Connection - Camp HighSummer is winding down, and soon all the students we have spent the summer building relationships with will head back to school. So, the question is: how do we best capitalize on the events of the summer to help our students make long-term, life-changing experiences, not allowing them to just have “camp-high” experiences?

  1. Raise an Ebenezer. Samuel took a large stone and placed it between the towns of Mizpah and Jeshanah. He named it Ebenezer – the stone of help – for he said: “Up to this point the Lord has helped us!” (1 Samuel 7:12). Place a reminder of where God worked this summer in your youth room. It could be a picture, something signed by everyone who went or a stone from the campground. The visual reminder of a time where God spoke to them will help students to remember the events of this summer.
  2. Inform the adult teachers and volunteers, who didn’t attend the events, of the decisions made.  There are a variety of reasons why all of your adult volunteers cannot attend events in the summer. Making sure they know which students made decisions lets them be a part of the follow-up, discipleship process. They can also let the students know that they are praying for them.
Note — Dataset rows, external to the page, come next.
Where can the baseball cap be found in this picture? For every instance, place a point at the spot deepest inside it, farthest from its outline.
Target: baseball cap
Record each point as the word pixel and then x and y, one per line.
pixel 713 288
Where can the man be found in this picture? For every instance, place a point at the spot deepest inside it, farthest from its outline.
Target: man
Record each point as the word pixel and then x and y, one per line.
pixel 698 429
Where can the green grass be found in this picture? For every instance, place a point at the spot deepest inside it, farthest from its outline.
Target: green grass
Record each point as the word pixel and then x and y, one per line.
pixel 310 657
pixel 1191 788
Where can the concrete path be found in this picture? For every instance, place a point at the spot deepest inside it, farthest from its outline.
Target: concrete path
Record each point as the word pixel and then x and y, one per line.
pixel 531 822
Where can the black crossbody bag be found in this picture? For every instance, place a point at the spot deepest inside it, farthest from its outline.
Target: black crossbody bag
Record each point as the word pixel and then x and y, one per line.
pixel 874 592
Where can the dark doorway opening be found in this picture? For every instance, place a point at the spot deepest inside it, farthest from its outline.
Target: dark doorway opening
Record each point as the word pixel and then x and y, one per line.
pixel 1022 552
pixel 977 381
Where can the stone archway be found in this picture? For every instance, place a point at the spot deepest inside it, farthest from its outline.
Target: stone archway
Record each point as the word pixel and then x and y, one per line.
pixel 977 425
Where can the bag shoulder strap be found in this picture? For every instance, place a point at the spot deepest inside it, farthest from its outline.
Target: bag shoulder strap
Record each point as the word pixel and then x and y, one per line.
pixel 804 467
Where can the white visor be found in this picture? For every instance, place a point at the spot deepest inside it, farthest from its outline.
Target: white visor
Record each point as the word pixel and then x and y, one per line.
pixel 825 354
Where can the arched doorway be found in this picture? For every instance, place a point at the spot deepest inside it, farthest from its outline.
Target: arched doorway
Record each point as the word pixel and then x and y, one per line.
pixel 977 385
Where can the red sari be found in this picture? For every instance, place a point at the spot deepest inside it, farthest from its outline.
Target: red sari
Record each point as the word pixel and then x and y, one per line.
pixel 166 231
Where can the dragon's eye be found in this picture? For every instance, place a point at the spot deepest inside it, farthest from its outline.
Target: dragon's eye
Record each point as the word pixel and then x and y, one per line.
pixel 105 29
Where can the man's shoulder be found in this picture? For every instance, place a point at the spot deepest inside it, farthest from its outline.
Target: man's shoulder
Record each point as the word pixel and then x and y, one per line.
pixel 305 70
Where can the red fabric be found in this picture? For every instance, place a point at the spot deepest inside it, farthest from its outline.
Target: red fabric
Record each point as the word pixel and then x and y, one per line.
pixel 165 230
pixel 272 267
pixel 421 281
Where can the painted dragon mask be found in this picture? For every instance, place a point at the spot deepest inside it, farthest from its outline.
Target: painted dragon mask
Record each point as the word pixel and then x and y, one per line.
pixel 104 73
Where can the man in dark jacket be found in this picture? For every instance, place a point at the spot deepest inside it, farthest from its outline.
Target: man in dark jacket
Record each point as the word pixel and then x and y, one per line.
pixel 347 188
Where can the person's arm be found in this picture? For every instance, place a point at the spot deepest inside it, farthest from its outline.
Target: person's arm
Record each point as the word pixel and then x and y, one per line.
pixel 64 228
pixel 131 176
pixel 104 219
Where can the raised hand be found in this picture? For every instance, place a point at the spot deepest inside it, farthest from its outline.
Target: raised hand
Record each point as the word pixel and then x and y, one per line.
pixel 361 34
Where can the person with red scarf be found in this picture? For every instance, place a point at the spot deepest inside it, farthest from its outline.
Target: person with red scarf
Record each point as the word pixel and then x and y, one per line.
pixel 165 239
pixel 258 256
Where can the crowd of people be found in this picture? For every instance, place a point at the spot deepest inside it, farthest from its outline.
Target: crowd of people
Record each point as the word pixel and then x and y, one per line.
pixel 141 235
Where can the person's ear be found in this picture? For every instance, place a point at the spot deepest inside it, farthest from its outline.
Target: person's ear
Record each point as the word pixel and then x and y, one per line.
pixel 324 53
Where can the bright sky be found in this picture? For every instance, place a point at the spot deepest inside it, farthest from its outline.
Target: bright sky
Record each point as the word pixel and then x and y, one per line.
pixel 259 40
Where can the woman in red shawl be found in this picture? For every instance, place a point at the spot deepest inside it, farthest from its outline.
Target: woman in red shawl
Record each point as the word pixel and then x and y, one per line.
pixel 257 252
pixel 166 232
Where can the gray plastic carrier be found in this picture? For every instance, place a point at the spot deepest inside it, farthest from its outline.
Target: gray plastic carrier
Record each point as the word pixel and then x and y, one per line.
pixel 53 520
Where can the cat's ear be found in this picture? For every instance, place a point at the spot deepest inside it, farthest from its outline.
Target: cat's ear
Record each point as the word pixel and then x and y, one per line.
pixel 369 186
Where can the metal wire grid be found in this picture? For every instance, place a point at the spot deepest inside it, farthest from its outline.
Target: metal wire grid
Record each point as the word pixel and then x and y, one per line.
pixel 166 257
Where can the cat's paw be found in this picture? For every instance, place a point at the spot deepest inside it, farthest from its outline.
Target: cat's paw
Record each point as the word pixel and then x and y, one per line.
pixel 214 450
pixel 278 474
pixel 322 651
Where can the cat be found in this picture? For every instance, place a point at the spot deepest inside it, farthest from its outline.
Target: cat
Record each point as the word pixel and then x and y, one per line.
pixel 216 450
  3. Evaluate your ministry. Do you have the pieces in place to assist your students in keeping the commitments they made this summer? Did you have students called to ministry this year? What systems do you have in place to help these students develop their leadership ability? Is there a structure to help them find their passion and burden, and develop a ministry? Do you have a system for discipling new converts?
  4. Plan a Baptism Celebration. Baptism is a time for students to publicly affirm the decision they made to follow Christ. Plan a day where you can celebrate. Every major life event is celebrated: birthdays, graduation, getting a license, etc. Plan a day where you can celebrate this major life event as well. Invite their family and friends. Have a meal. Serve cake and ice cream. Throw a party and celebrate the public recognition of the most important decision a person can ever make in life.
  5. Invite the entire church to pray for them. All great movements by God have been preceded by prayer. That is one of the key factors in why God moved in them at camp, because you where praying for them. For our students to continue to allow God’s presence to be active in the lives here at home, we must pray as hard as – no probably harder than – we did for them while they were away. At camp the distractions of life are less than they are at home. Make a list of the students in your ministry and distribute it to the Sunday school classes. Ask them to pray daily for the students in the ministry.
  6. Incorporate some of the camp songs into your worship time. This will serve as a reminder to your students of their camp experience and how God spoke to them while they were there. Music is a powerful reminder of past life events. We all experience this every time that certain song is played on the radio it reminds us of our high school sweetheart since it was “our song.”  Songs, whether they are “Greater is He,” “Jesus Paid it All,” “Man of Sorrows” or “In Christ Alone,” speak our heart language and remind us of times when God moved in our lives, and it never hurts to be reminded of that. (Check out this summer’s worship playlist here!)

I know the camp experience will fade away – it always does – and, honestly, it needs to. It needs to be replaced with a consistent discipleship plan. It needs to be replaced with programs and opportunities that will challenge students in the faith all year round, so they will not be dependent solely on feelings and emotions. The hard work begins now that we are home; as we try to figure out how to live this new commitment in the midst of the confines of the old world in which we live.